January 17-18: Harnessing the Power of Culture: In Mediation, Conflict Prevention, and Resolution (online conference)
A strong 🇷🇸-🇨🇳 connection is organising this online conference on culture in conflict transformation. An impressive selection of senior speakers from a variety of countries including 🇬🇭🇱🇧🇪🇬🇮🇳 will look into the two sides of culture in conflict, both as source and remedy. The whole thing is co-chaired by one of my academic heroines, Milena Dragićević-Šešić, so I am very hopeful for the event. And if you’re so inclined, you could also pay for a multi-day online course on managing the cultural dimension in conflict resolution just following the conference.
Ongoing: UNDP Ministry of Change (online course)
There is a lot of exciting stuff happening in the massive machinery that is the United Nations Development Programme. I have been following UNDP’s Qatar-funded design thinking initiative Accelerator Labs opening offices all across the globe. But there’s also the UNDP Innovation department (funded by Denmark) doing fascinating things with data, tech, behavioural insights, alternative finance and public service delivery. Ministry of Change was a recent internal innovation gathering around systems transformation. Yes, it sounds intimidating, but the four videos of the Edge Track have some super specific insights on data sovereignty and alternative development among other topics, whereas the Systems Spectrum track is more looking at the basics of innovating systems. Brain crunch!
📻 Media
If you hadn’t noticed, I’m a big sucker for great data journalism and interactive visualisations that guide you through a story. And having spent 5+ years in Southeast Asia, Kontinentalist ticks all the boxes for me. This online publication from 🇸🇬 takes a distinct regional perspective and explores topics from politics and economics to environment, arts and history. Get an overview of the region’s alcohol universe, explore the state of protection of Singapore’s built heritage or dive deep into how Asia understands democracy through pop culture.
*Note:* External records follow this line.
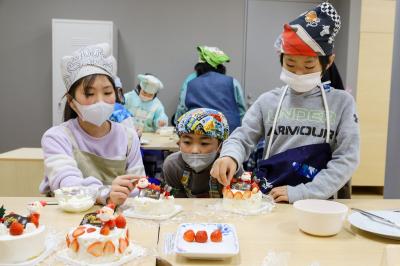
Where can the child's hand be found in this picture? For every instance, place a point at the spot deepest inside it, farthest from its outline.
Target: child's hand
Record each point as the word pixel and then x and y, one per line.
pixel 279 194
pixel 161 123
pixel 223 170
pixel 121 187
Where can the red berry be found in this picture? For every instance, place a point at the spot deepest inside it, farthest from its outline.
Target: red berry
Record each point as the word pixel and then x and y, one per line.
pixel 16 229
pixel 216 236
pixel 90 230
pixel 189 235
pixel 201 236
pixel 120 221
pixel 105 230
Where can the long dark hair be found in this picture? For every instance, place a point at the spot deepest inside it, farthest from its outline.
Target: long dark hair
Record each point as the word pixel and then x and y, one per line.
pixel 204 67
pixel 86 82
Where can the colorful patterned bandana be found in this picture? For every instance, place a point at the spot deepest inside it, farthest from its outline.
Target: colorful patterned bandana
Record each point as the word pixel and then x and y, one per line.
pixel 212 55
pixel 312 33
pixel 203 121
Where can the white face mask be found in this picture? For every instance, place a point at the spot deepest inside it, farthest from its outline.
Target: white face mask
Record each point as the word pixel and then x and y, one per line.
pixel 95 114
pixel 145 98
pixel 199 161
pixel 301 83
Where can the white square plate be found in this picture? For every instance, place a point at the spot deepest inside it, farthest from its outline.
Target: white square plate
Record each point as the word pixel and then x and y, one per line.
pixel 364 223
pixel 228 247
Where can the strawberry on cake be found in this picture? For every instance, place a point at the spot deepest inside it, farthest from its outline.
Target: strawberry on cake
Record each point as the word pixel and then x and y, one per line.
pixel 153 198
pixel 21 238
pixel 243 194
pixel 101 237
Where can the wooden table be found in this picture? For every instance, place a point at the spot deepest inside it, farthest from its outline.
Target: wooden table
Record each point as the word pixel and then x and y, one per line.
pixel 278 232
pixel 22 170
pixel 54 218
pixel 159 142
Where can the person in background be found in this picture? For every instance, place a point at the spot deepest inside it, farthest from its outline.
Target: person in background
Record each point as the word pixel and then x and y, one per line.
pixel 120 113
pixel 201 133
pixel 210 87
pixel 88 149
pixel 310 129
pixel 148 111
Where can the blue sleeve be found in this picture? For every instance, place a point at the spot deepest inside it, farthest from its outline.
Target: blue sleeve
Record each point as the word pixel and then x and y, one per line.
pixel 160 115
pixel 239 97
pixel 181 108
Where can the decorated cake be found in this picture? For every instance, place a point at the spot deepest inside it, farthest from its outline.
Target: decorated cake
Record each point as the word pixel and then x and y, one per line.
pixel 100 238
pixel 242 194
pixel 154 198
pixel 21 237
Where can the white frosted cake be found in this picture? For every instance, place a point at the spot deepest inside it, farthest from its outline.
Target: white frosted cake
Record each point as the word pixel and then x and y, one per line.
pixel 152 199
pixel 21 238
pixel 101 238
pixel 243 194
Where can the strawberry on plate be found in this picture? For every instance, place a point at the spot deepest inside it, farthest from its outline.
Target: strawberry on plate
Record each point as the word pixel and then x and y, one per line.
pixel 189 235
pixel 216 236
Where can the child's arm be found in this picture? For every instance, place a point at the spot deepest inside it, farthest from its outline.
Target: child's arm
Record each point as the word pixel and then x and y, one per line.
pixel 242 141
pixel 122 186
pixel 134 161
pixel 240 144
pixel 345 160
pixel 60 167
pixel 172 173
pixel 239 98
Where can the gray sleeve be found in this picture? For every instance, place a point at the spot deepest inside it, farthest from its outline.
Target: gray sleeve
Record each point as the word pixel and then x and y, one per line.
pixel 172 173
pixel 345 160
pixel 241 142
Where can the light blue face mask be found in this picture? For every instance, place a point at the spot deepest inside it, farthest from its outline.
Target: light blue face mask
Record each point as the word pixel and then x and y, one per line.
pixel 198 161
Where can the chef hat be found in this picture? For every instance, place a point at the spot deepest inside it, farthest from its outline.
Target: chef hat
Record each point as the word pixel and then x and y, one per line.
pixel 92 59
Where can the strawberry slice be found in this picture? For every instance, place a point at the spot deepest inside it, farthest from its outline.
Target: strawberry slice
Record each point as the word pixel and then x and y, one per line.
pixel 255 190
pixel 16 229
pixel 247 194
pixel 120 221
pixel 127 234
pixel 109 248
pixel 229 194
pixel 96 249
pixel 91 230
pixel 123 244
pixel 75 245
pixel 67 240
pixel 189 235
pixel 105 230
pixel 238 195
pixel 78 232
pixel 216 235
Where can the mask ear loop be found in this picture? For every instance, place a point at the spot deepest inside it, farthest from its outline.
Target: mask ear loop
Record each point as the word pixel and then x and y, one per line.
pixel 278 109
pixel 328 120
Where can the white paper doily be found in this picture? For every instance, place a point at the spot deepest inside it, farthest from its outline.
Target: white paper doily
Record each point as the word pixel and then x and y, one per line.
pixel 51 242
pixel 134 252
pixel 267 205
pixel 133 214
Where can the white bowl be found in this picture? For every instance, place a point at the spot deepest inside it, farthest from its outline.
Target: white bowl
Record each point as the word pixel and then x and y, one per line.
pixel 320 217
pixel 166 131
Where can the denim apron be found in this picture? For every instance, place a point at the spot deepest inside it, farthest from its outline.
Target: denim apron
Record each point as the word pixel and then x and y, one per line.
pixel 294 166
pixel 106 170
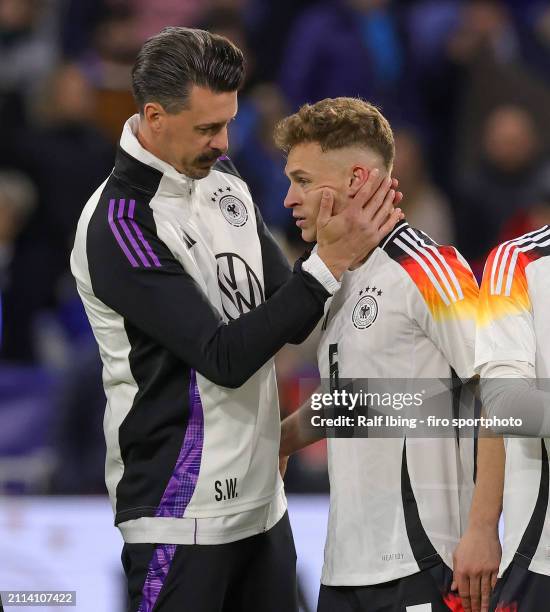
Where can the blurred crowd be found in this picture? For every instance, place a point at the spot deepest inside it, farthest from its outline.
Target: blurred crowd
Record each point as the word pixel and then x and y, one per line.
pixel 465 84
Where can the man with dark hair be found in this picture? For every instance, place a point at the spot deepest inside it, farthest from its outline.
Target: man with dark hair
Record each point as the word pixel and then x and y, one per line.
pixel 189 297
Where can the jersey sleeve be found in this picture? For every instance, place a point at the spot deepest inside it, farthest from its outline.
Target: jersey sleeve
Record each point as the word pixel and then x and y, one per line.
pixel 142 281
pixel 445 303
pixel 505 328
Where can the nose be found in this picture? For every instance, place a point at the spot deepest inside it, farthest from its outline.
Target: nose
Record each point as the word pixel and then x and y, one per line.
pixel 220 141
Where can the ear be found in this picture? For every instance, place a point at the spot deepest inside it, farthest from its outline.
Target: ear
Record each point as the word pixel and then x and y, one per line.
pixel 359 174
pixel 154 114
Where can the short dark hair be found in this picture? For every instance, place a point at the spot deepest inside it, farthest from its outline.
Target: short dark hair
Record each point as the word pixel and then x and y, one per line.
pixel 335 123
pixel 174 60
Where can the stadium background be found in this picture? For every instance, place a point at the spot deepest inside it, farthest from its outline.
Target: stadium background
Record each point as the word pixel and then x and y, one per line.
pixel 466 85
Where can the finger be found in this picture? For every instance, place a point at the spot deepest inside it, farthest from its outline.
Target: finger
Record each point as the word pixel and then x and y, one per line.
pixel 398 198
pixel 367 189
pixel 385 209
pixel 392 221
pixel 464 592
pixel 325 208
pixel 485 592
pixel 377 199
pixel 475 593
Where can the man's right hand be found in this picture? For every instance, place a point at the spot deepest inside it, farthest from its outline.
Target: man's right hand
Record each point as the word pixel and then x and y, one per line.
pixel 475 562
pixel 349 236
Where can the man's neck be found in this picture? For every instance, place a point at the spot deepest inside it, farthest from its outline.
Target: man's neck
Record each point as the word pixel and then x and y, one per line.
pixel 146 143
pixel 360 262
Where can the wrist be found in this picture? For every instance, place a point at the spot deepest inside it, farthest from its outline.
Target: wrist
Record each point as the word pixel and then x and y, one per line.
pixel 483 524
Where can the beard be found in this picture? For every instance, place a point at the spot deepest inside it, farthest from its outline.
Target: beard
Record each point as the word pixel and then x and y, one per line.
pixel 200 167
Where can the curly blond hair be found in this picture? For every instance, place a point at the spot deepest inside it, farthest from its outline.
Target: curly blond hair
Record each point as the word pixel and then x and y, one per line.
pixel 335 123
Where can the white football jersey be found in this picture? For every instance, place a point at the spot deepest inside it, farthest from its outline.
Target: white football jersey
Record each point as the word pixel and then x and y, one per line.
pixel 395 504
pixel 514 325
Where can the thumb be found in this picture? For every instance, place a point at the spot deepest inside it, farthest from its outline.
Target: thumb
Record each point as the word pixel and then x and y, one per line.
pixel 325 209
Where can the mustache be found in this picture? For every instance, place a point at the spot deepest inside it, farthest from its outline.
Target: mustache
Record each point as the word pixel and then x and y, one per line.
pixel 207 158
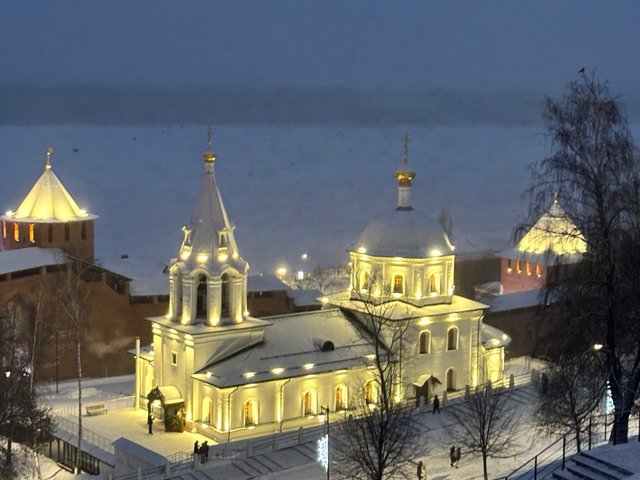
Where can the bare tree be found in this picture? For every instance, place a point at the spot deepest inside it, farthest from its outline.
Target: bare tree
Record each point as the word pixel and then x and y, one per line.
pixel 20 415
pixel 380 440
pixel 595 171
pixel 486 424
pixel 575 388
pixel 73 299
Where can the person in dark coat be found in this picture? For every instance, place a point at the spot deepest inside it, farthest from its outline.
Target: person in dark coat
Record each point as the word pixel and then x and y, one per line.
pixel 150 423
pixel 458 455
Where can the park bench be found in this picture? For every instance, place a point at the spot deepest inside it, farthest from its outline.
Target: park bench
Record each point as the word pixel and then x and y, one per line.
pixel 96 409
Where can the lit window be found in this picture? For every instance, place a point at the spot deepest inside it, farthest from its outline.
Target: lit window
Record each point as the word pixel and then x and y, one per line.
pixel 398 284
pixel 341 398
pixel 450 380
pixel 433 284
pixel 370 393
pixel 452 339
pixel 425 342
pixel 309 407
pixel 250 413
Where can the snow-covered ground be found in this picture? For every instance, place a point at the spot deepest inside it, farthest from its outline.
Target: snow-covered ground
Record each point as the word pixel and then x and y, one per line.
pixel 289 190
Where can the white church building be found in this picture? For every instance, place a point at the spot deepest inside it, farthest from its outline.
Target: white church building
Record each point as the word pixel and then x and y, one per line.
pixel 214 369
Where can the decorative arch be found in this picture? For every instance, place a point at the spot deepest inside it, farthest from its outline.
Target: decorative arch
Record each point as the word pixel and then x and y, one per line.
pixel 309 403
pixel 424 342
pixel 207 411
pixel 250 413
pixel 398 284
pixel 341 400
pixel 450 380
pixel 452 338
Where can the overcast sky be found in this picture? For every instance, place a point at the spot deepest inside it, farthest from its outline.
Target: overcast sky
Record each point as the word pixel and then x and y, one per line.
pixel 472 45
Postcolonial Cultural Management. Quite the project, if you ask me, but Arts Management Quarterly decided to take on the mammoth task of unpacking this topic in their latest issue. Some articles have more unique and in-depth thoughts than others, that’s cool, but I miss a red thread that ties everything together. Well, read for yourself. Also, check out the Arts Management Network website - they hide some great articles there.